Can I provide some content on topic ABC?

We talk about this often, and believe that you should consistently be putting your best content in front of your chamber of commerce. After all, if your clients are dealing with something, it’s a good bet that many more of your fellow members are also. Hopefully, when you’re creating content, you’re exhausting the uses you get from it. It never hurts to ask your chamber of commerce if they can use it, as well.

Now, how does it possibly get delivered? It depends on a few things – (1) how many of your fellow chamber members are affected; (2) how timely and relevant the information is; and (3) what else your chamber has going on at the time. Those factors play into whether your content could range anywhere from a retweet (easy) to a full-blown webinar opportunity (hard).

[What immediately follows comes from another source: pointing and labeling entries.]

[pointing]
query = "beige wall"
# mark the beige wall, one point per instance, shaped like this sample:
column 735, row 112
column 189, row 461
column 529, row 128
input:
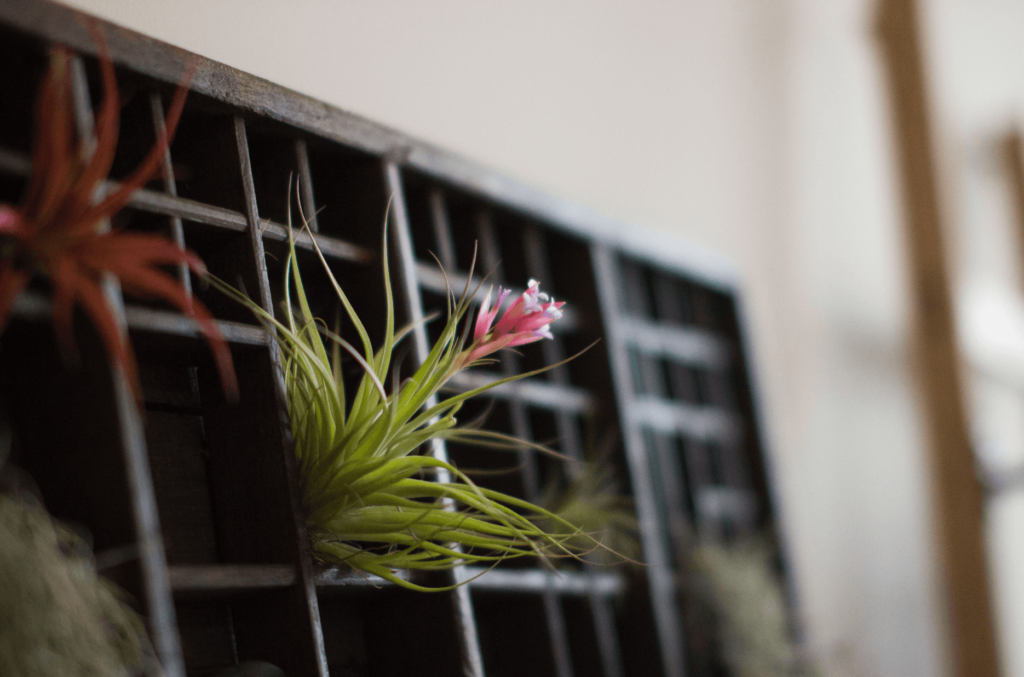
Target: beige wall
column 756, row 128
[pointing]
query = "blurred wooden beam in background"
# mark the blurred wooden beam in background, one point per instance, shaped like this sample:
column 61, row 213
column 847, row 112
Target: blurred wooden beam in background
column 957, row 493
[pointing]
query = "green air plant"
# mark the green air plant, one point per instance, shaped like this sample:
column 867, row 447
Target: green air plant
column 593, row 505
column 371, row 501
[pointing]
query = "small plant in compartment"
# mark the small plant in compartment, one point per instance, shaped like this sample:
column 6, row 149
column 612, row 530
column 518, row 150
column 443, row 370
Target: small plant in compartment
column 59, row 230
column 58, row 617
column 593, row 505
column 366, row 503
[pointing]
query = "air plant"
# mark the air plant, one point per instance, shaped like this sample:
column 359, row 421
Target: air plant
column 371, row 501
column 60, row 229
column 593, row 505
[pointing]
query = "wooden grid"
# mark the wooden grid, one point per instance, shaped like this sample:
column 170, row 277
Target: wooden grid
column 204, row 495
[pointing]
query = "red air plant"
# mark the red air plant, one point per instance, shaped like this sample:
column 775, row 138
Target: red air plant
column 60, row 229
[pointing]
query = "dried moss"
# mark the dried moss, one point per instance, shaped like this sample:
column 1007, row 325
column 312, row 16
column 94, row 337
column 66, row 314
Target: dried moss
column 738, row 585
column 57, row 617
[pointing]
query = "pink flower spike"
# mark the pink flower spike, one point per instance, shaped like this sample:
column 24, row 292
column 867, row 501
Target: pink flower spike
column 487, row 314
column 524, row 322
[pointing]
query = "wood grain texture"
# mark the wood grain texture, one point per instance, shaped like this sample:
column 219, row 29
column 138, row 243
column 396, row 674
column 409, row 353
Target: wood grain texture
column 957, row 494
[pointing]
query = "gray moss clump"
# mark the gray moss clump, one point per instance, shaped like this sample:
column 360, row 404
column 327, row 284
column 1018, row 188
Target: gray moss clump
column 738, row 584
column 57, row 617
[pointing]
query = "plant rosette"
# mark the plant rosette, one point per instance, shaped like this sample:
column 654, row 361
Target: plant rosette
column 366, row 491
column 61, row 228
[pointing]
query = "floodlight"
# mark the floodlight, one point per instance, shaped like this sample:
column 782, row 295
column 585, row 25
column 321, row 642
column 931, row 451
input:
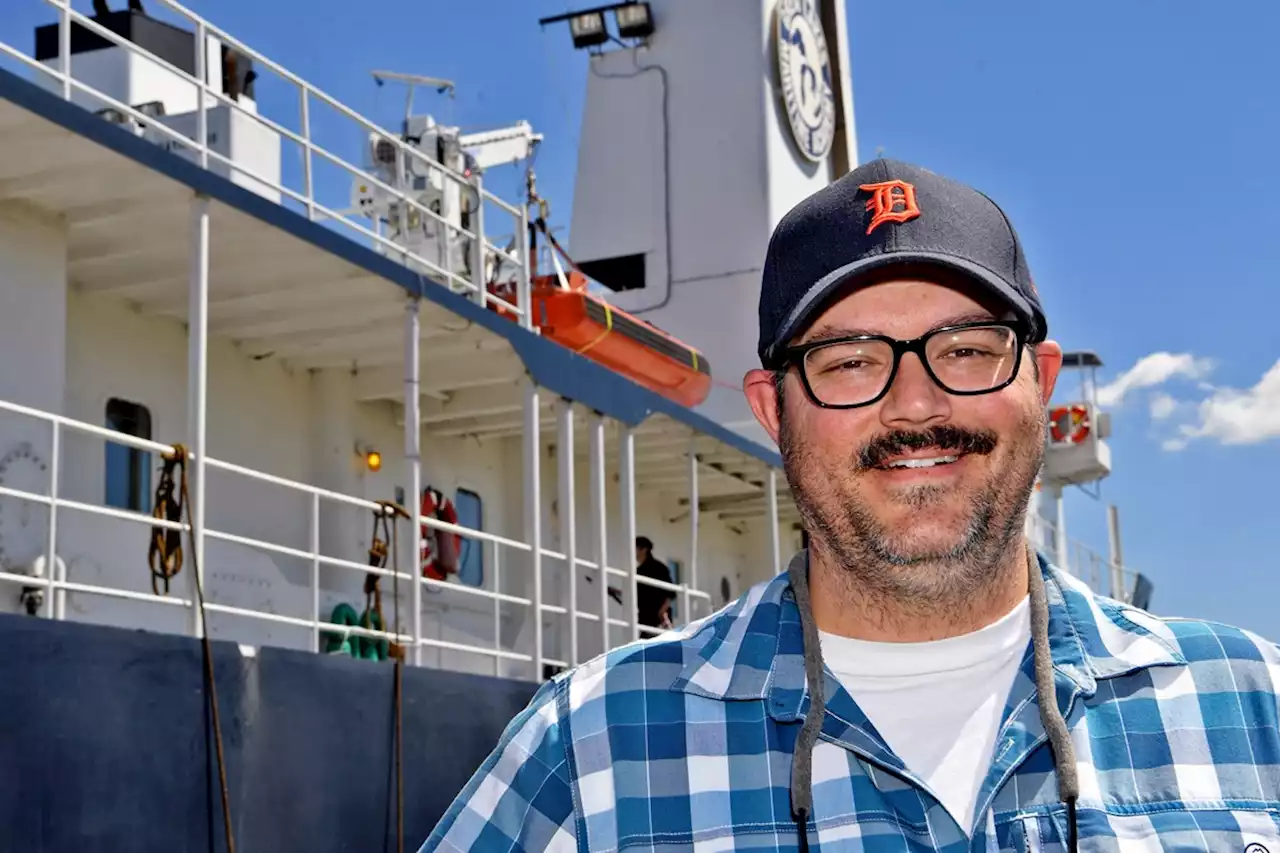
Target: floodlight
column 635, row 21
column 588, row 30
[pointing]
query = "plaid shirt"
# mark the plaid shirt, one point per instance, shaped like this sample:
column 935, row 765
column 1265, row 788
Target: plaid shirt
column 684, row 743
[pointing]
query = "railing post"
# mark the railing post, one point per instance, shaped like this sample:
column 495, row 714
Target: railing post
column 693, row 525
column 64, row 46
column 414, row 460
column 568, row 519
column 402, row 203
column 775, row 544
column 534, row 514
column 201, row 104
column 197, row 389
column 627, row 488
column 599, row 521
column 497, row 609
column 315, row 571
column 524, row 276
column 55, row 601
column 479, row 279
column 306, row 153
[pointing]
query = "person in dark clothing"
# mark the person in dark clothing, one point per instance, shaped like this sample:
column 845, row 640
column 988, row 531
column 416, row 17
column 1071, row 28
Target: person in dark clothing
column 653, row 603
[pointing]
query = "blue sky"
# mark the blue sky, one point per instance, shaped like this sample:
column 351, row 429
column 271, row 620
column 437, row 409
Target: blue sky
column 1132, row 144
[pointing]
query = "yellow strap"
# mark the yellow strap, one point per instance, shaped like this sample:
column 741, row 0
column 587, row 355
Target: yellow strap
column 608, row 327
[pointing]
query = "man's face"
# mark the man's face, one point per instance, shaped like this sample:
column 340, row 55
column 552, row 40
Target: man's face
column 912, row 532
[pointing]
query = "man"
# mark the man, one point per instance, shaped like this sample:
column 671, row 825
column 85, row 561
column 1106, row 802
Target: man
column 653, row 605
column 918, row 679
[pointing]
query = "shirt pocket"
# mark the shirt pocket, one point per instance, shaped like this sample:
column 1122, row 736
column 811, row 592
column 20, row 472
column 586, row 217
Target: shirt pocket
column 1173, row 830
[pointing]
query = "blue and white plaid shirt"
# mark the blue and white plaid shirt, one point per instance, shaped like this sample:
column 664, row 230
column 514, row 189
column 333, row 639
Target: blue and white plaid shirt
column 685, row 743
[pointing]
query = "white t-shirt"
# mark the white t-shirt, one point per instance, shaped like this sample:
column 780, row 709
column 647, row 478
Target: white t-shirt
column 937, row 705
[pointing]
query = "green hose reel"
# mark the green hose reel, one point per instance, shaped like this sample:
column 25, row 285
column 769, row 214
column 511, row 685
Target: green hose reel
column 366, row 648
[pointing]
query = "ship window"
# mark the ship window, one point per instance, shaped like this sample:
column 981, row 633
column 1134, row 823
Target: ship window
column 128, row 469
column 470, row 515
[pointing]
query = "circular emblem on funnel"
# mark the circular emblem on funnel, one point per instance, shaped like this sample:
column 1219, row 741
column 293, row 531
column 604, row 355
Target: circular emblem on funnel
column 804, row 73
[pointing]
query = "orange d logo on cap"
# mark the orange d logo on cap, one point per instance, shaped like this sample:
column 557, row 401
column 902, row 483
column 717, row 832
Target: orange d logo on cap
column 891, row 201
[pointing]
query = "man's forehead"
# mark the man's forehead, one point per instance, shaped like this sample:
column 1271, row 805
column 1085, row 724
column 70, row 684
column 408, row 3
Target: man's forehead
column 831, row 329
column 905, row 305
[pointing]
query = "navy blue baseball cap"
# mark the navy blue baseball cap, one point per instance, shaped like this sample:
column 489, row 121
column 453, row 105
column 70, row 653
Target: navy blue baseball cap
column 881, row 214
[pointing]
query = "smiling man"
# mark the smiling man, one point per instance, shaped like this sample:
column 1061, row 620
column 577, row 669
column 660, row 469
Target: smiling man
column 918, row 679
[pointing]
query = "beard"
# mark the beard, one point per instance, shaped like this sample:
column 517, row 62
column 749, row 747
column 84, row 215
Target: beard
column 903, row 561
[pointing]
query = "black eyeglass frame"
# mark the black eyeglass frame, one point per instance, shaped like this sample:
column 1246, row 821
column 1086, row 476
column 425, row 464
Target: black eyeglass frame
column 795, row 355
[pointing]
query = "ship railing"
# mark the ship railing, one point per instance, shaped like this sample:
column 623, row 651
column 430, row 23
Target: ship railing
column 1102, row 574
column 55, row 584
column 474, row 286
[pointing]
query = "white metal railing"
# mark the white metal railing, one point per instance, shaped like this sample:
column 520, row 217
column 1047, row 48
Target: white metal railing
column 55, row 583
column 475, row 286
column 1082, row 561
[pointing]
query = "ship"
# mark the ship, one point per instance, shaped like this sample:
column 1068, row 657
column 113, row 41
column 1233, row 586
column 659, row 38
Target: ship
column 302, row 497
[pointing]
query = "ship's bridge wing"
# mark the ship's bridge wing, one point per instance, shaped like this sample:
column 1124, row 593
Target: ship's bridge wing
column 287, row 287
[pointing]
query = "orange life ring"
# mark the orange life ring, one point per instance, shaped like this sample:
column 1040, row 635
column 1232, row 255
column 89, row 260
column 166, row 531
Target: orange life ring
column 440, row 548
column 1078, row 415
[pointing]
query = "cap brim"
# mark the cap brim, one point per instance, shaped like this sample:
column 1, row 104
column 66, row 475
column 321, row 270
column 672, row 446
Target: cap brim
column 816, row 299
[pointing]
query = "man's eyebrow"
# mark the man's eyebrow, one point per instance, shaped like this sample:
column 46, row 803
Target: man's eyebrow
column 835, row 332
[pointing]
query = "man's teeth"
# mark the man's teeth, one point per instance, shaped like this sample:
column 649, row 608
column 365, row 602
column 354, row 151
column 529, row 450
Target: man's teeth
column 920, row 463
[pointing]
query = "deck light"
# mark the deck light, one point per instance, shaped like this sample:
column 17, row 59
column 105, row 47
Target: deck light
column 635, row 21
column 588, row 30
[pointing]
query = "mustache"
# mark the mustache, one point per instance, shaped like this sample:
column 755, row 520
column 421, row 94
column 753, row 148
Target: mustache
column 944, row 438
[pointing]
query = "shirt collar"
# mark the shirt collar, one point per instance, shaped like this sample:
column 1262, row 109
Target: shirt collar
column 754, row 649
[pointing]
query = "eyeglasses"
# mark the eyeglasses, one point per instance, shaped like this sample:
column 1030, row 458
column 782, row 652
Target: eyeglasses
column 965, row 359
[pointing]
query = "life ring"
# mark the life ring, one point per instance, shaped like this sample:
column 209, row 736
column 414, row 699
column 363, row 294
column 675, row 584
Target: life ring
column 1064, row 418
column 440, row 548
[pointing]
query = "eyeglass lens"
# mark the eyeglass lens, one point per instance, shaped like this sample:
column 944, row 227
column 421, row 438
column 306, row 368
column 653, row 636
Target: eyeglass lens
column 961, row 360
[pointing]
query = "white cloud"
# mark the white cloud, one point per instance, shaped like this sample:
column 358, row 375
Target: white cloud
column 1152, row 370
column 1235, row 416
column 1162, row 406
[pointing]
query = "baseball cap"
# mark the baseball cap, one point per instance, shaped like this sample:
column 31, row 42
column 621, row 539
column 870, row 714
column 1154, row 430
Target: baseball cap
column 881, row 214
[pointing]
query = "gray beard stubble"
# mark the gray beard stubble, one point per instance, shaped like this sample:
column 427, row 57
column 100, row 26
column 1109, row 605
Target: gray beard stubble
column 880, row 562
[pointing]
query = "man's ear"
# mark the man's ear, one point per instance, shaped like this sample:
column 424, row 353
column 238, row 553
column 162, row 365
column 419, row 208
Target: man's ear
column 762, row 392
column 1048, row 359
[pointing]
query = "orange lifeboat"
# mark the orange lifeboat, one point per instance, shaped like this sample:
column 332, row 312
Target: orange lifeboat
column 570, row 315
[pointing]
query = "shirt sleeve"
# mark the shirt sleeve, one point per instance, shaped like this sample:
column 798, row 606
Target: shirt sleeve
column 520, row 799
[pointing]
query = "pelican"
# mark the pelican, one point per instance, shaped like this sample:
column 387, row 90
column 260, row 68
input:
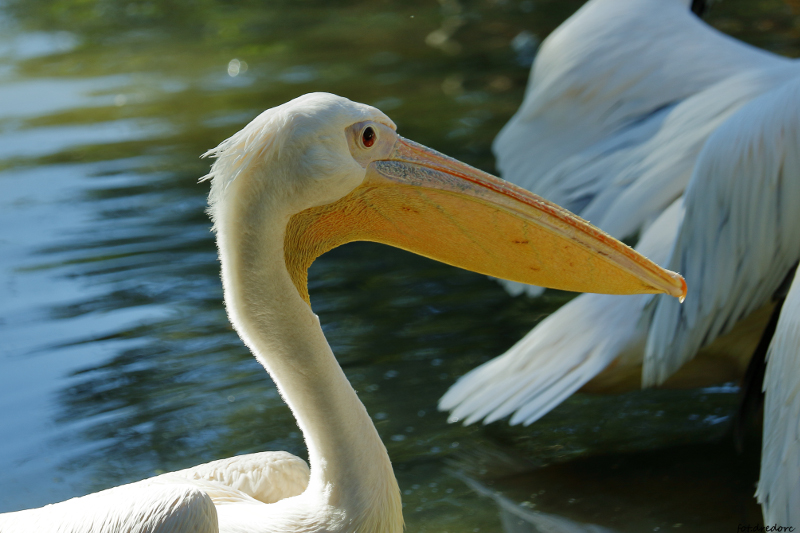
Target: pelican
column 668, row 128
column 300, row 179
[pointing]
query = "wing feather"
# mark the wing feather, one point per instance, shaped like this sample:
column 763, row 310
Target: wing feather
column 739, row 236
column 779, row 486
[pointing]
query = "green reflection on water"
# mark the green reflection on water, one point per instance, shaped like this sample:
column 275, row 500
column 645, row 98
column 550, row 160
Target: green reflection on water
column 180, row 388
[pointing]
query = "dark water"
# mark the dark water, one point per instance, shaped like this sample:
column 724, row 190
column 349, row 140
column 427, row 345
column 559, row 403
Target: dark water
column 116, row 359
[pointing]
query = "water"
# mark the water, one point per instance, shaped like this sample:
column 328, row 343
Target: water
column 116, row 359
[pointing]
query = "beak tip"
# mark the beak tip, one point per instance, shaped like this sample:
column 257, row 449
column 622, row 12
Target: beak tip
column 679, row 289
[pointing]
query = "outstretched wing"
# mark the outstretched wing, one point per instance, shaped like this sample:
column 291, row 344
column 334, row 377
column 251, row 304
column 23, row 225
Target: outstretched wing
column 605, row 80
column 739, row 237
column 621, row 98
column 779, row 486
column 565, row 350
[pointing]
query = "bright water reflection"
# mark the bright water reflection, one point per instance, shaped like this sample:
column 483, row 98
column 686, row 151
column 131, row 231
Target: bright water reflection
column 116, row 358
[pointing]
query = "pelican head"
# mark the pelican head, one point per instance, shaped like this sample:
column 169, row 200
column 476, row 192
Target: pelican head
column 337, row 171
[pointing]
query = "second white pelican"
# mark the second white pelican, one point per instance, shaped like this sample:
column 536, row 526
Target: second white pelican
column 647, row 100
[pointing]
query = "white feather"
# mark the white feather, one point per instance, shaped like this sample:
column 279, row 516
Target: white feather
column 779, row 486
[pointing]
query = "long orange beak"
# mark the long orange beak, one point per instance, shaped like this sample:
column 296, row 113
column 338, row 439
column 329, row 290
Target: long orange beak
column 427, row 203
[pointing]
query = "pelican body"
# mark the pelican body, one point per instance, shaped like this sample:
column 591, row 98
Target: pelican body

Your chamber already has lots of members, lots of resources and lots of important information to be getting out. The good thing (for you) is that they can’t possibly know everything, so your perspective can be invaluable, if given in a thoughtful way. When you’re ready to ask your chamber if they can use some of your content, make sure you’ve thought it out, defined the value it will be to other members, and prepared to give them everything they need to communicate it.

Your chamber team is there to help you, and they wouldn’t have taken the job if they didn’t have a servants’ spirit. You’re going to get the most out of your membership experience if you communicate to them what you’re looking to accomplish. Don’t be reticent to ask for the kind of help described above – and always strive to make sure that in any interaction with your chamber, value will be provided to everyone involved.